For German readers: some thoughts and notes and quotes on the music I'm listening - to be found
on my new blog:
ubus-notizen.blogspot.com

Also check out the great new, independent magazine get happy!?, reporting on music, movies and more:
gethappymag.de

Wednesday, June 06, 2007

Louis Sclavis "L'imparfait des langues" - Taktlos 2007


On Sunday I caught Louis Sclavis' new quintet at the great Taktlos festival in Zurich, Switzerland. Sclavis' four sidemen are Marc Baron on alto sax, Paul Brousseau on keys, Maxime Delpierre on guitar, and the great François Merville on drums. Merville has already played with Sclavis before, most notably on the 2002 ECM album "L'affrontement des prétendants". The music of this band mixes jazz of various kinds - boppish lines, ostinato grooves, free playing - with a European sense for melody and influences from rock and electronic music. The bass part largely played by Brousseau, both he and Delpierre don't shine as soloist often, rather they provide a great framework for the two horns to shine, while Merville lays a groovy foundation. Sclavis shines on bass clarinet and soprano sax displaying a beautiful sound on both his horns, while Baron (who is just 24 years of age!) takes a different approach, using much fewer notes and playing with a pretty rough and big tone on his alto. But now and then, he'll break out into boppish quicksilver lines, in a way that reminded me of Steve Coleman's bebop playing in the frame of his own Five Elements' providing a very different, totally un-boppish surrounding.
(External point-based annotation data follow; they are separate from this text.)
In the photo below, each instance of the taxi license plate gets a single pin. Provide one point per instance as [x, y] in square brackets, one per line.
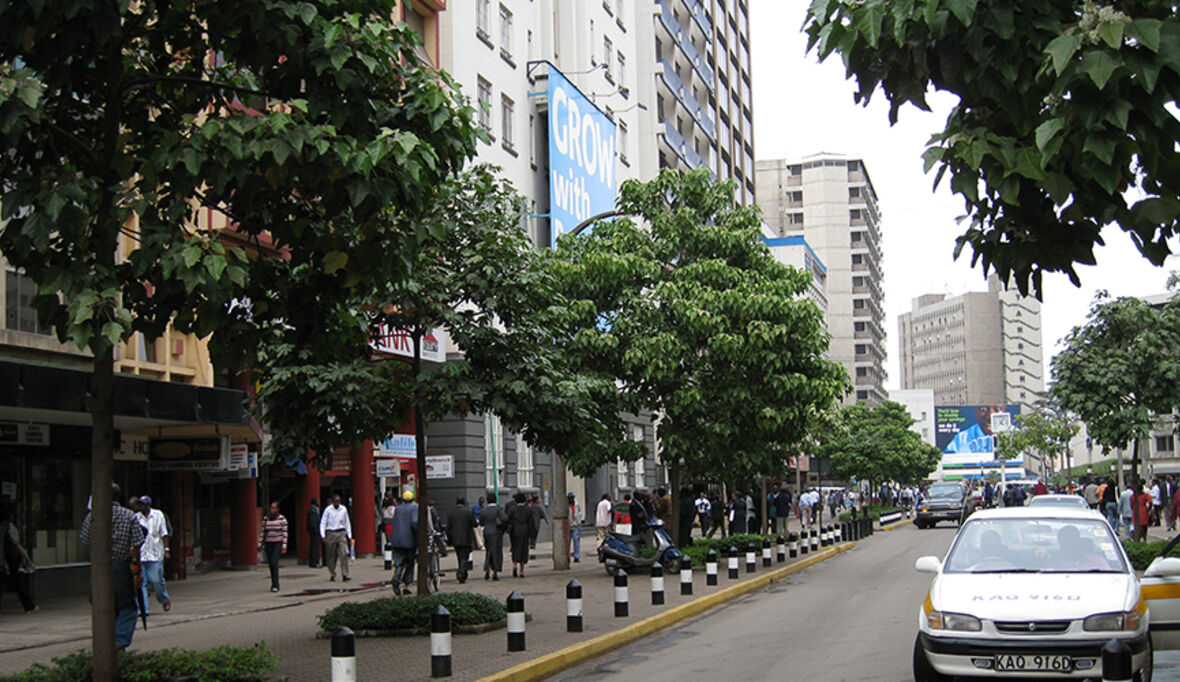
[1034, 663]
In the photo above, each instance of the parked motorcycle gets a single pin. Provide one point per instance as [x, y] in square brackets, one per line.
[624, 551]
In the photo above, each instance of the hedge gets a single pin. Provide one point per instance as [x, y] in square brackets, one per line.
[408, 612]
[220, 664]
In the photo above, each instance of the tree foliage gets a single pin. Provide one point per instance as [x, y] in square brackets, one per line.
[1062, 124]
[876, 444]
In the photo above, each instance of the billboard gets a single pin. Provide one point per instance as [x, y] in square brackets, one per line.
[581, 157]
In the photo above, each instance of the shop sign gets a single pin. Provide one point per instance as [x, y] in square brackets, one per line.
[210, 453]
[13, 433]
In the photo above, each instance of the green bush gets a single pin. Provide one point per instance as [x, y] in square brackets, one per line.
[220, 664]
[406, 612]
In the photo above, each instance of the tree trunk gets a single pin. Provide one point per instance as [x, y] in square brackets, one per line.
[102, 585]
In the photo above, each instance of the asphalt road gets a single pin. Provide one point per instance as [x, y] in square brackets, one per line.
[851, 618]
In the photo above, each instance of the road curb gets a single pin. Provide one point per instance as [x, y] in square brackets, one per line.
[577, 654]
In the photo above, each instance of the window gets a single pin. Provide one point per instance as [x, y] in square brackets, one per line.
[507, 112]
[493, 451]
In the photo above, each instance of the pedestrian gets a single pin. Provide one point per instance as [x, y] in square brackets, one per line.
[493, 519]
[522, 526]
[153, 552]
[404, 530]
[602, 517]
[15, 565]
[126, 537]
[336, 530]
[460, 532]
[274, 542]
[313, 535]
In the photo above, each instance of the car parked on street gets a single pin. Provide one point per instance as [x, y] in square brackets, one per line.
[1038, 591]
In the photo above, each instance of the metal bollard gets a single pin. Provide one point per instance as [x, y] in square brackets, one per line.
[516, 622]
[656, 584]
[440, 642]
[343, 655]
[621, 604]
[1116, 662]
[574, 607]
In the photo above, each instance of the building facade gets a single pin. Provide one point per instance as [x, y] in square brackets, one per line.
[830, 201]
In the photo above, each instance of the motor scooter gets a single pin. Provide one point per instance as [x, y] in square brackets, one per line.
[624, 551]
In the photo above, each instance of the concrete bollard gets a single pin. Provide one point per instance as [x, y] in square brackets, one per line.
[440, 642]
[343, 655]
[621, 602]
[574, 607]
[656, 584]
[516, 621]
[1116, 662]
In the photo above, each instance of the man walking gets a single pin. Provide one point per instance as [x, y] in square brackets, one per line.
[126, 536]
[336, 531]
[602, 517]
[404, 530]
[153, 552]
[313, 533]
[460, 530]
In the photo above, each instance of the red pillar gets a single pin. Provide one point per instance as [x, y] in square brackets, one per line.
[364, 505]
[310, 489]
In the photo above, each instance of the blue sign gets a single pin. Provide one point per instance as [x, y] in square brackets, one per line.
[581, 157]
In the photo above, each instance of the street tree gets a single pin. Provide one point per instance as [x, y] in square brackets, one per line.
[699, 323]
[128, 124]
[1120, 371]
[1063, 122]
[876, 444]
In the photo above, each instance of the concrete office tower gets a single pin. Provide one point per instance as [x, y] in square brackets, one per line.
[831, 202]
[977, 348]
[695, 82]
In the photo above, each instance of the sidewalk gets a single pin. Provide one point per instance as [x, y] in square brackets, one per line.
[237, 608]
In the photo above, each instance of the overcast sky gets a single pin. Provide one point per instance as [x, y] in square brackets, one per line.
[802, 107]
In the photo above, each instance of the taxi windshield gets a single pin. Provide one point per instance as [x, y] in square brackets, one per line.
[1041, 545]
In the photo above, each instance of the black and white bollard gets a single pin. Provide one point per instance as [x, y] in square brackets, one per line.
[621, 603]
[440, 642]
[574, 607]
[1116, 662]
[656, 584]
[516, 622]
[343, 655]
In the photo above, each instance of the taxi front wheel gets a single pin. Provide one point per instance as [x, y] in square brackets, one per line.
[922, 669]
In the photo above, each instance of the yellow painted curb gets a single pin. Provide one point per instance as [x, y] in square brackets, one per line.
[576, 654]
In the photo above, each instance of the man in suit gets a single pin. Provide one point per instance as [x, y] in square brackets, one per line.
[313, 533]
[461, 535]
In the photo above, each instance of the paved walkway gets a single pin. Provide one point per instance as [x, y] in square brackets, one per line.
[237, 608]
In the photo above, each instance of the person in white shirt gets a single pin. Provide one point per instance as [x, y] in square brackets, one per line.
[153, 552]
[336, 531]
[602, 517]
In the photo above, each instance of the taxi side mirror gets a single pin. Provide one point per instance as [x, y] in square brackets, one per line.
[928, 565]
[1166, 566]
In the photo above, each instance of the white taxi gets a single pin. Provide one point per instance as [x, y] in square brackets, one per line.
[1038, 591]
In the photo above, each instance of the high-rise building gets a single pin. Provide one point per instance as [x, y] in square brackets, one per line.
[976, 348]
[831, 202]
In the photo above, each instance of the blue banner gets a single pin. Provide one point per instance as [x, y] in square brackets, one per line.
[581, 157]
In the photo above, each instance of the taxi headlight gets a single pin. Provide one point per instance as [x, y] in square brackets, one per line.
[1108, 622]
[945, 621]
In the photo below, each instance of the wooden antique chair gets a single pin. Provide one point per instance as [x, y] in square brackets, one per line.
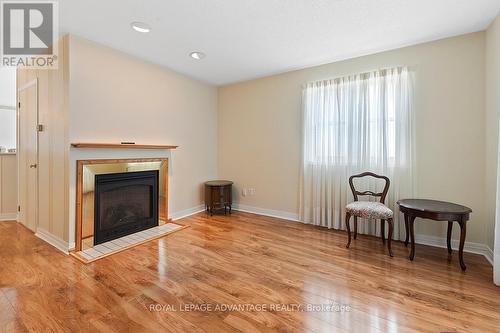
[369, 209]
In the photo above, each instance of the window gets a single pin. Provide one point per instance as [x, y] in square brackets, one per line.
[360, 120]
[351, 125]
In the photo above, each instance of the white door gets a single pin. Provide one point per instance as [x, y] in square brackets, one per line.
[28, 154]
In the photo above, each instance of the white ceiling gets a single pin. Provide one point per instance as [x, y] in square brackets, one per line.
[245, 39]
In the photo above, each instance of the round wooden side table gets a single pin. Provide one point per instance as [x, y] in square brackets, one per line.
[438, 211]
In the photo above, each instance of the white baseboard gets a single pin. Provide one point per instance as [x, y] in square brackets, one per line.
[266, 212]
[187, 212]
[52, 240]
[8, 217]
[470, 247]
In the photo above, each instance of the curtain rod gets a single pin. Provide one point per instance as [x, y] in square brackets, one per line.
[409, 67]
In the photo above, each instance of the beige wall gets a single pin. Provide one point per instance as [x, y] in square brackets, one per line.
[115, 97]
[8, 187]
[492, 113]
[260, 128]
[492, 137]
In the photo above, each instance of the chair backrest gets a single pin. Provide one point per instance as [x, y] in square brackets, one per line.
[382, 194]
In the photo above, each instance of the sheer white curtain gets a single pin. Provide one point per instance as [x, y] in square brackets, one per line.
[350, 125]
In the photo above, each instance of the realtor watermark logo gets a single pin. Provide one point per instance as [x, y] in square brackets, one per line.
[28, 33]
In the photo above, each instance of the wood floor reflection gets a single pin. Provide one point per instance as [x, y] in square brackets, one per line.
[243, 259]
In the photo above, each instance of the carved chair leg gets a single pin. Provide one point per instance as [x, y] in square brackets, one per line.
[355, 227]
[382, 230]
[389, 238]
[448, 239]
[347, 218]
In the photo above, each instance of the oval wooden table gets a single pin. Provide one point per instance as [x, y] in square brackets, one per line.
[438, 211]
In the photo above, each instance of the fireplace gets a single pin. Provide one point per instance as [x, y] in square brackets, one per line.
[118, 197]
[124, 203]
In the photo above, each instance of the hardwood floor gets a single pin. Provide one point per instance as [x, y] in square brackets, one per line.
[243, 259]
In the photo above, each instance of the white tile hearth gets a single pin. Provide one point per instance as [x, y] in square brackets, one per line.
[123, 243]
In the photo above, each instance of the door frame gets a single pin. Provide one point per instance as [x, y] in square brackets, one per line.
[25, 86]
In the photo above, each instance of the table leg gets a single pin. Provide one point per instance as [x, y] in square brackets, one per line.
[411, 222]
[463, 231]
[348, 227]
[406, 229]
[448, 239]
[389, 238]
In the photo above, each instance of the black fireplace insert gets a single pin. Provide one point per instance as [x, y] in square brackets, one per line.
[125, 203]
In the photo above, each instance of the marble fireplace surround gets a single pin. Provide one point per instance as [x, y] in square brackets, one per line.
[122, 158]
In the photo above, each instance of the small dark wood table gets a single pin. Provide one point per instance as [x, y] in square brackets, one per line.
[438, 211]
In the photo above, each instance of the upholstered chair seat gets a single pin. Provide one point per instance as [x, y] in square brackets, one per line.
[369, 210]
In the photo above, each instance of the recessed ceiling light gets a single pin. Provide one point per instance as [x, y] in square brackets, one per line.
[197, 55]
[140, 27]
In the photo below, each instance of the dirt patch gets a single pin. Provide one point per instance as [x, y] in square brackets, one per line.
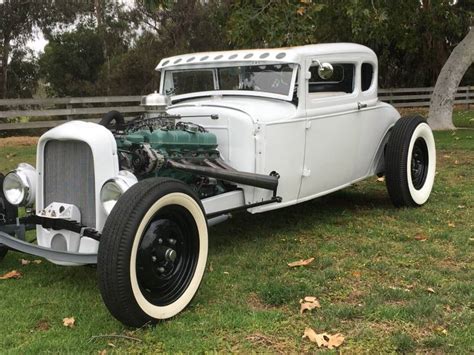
[18, 141]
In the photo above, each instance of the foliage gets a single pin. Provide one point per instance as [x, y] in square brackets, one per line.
[71, 62]
[23, 73]
[21, 19]
[412, 39]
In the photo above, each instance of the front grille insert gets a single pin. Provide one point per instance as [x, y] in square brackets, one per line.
[69, 177]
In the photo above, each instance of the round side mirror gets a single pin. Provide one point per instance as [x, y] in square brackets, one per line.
[325, 71]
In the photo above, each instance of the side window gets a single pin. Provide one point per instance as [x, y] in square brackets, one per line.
[367, 76]
[340, 83]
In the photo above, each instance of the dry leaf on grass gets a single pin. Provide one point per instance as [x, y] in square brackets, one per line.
[69, 322]
[301, 262]
[309, 303]
[11, 275]
[421, 237]
[324, 339]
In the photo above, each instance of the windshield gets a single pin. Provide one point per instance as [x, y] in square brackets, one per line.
[274, 79]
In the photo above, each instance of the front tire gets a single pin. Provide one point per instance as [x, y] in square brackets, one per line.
[410, 162]
[153, 251]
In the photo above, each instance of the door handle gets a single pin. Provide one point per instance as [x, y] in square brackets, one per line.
[360, 105]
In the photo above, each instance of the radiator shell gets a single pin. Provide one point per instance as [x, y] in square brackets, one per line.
[80, 157]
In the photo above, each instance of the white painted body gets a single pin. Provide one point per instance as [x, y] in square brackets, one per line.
[104, 150]
[321, 145]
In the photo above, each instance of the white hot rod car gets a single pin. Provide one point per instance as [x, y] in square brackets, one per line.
[251, 130]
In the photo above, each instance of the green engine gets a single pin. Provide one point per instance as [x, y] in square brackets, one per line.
[146, 146]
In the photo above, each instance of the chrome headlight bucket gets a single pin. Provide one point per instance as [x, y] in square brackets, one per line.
[19, 185]
[114, 188]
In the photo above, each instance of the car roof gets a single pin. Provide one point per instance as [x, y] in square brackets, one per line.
[263, 55]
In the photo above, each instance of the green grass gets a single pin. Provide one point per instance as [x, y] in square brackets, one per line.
[370, 275]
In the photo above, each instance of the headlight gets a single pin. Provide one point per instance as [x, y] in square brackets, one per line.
[19, 186]
[114, 188]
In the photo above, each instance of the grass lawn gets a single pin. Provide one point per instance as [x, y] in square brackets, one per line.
[378, 284]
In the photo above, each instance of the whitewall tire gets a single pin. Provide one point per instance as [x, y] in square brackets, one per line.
[410, 162]
[153, 252]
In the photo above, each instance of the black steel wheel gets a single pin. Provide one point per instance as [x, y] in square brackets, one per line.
[153, 252]
[410, 162]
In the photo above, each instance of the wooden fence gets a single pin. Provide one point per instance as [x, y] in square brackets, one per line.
[60, 110]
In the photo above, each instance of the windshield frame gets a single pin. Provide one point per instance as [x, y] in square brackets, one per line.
[214, 68]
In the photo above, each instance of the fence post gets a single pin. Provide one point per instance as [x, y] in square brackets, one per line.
[69, 106]
[468, 97]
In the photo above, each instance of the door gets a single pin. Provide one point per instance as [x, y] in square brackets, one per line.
[332, 129]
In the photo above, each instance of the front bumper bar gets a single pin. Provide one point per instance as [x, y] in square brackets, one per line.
[56, 255]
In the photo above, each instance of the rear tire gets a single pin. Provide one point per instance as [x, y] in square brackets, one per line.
[153, 252]
[410, 162]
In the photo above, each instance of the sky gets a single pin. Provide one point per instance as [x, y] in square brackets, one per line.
[39, 42]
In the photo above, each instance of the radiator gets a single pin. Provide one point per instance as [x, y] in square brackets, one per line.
[69, 177]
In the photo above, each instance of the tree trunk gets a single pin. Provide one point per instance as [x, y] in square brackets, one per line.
[441, 107]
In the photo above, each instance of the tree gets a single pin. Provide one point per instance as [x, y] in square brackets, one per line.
[72, 61]
[442, 100]
[23, 73]
[20, 18]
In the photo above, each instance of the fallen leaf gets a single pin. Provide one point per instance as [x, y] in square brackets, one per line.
[309, 303]
[301, 262]
[324, 339]
[42, 325]
[69, 322]
[421, 237]
[11, 275]
[314, 337]
[335, 341]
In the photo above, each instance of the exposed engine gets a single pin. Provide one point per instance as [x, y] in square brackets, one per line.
[158, 144]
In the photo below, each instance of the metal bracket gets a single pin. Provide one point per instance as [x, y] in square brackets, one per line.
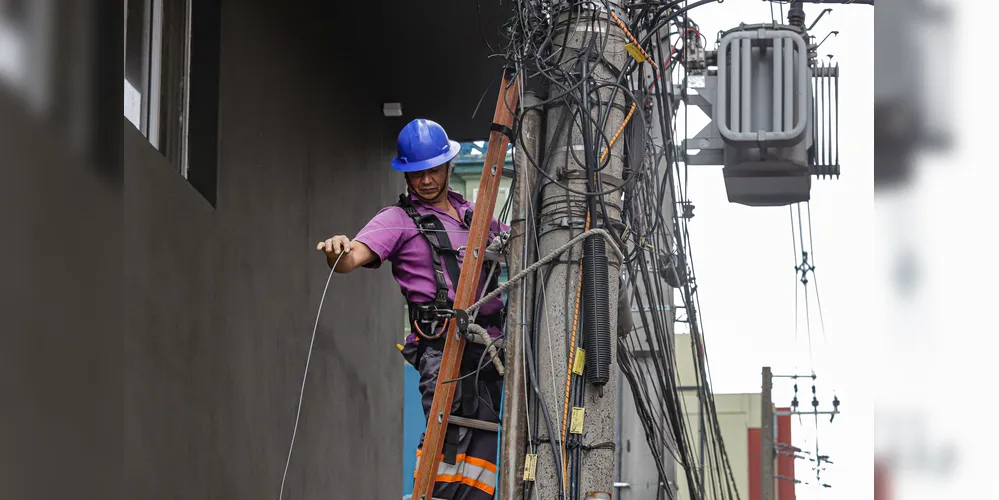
[561, 223]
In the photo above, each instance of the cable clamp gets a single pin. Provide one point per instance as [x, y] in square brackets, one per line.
[503, 129]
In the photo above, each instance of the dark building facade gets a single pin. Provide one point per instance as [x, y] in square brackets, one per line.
[222, 278]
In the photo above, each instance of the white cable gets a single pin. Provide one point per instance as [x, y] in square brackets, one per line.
[301, 394]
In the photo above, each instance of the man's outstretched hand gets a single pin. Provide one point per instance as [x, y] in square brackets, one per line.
[346, 254]
[334, 246]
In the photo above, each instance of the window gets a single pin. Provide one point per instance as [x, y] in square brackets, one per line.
[171, 83]
[25, 50]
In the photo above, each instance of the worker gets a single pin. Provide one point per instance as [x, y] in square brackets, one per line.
[424, 237]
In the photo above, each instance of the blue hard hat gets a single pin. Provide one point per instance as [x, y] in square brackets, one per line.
[422, 145]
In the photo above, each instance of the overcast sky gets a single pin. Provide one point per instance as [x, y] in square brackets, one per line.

All of this creates music of great variety and full of surprising moments, ranging from virtuosic unisono playing of the two horns to intense outbursts and cries, from grooving funky sounds with a kind of retro touch coming from Delpierre's weird synthetic sounds, to very intense, rock-music like passages. And it's always driven by Merville in a great way - his own solo then, in one of the most intense tunes of the set, was an act of slow deconstruction and hence caught the audience with surprise - he played less and less, while everyone expected just the contrary, until he ended up actually playing hardly more than nothing... a terrific drummer, definitely one to watch!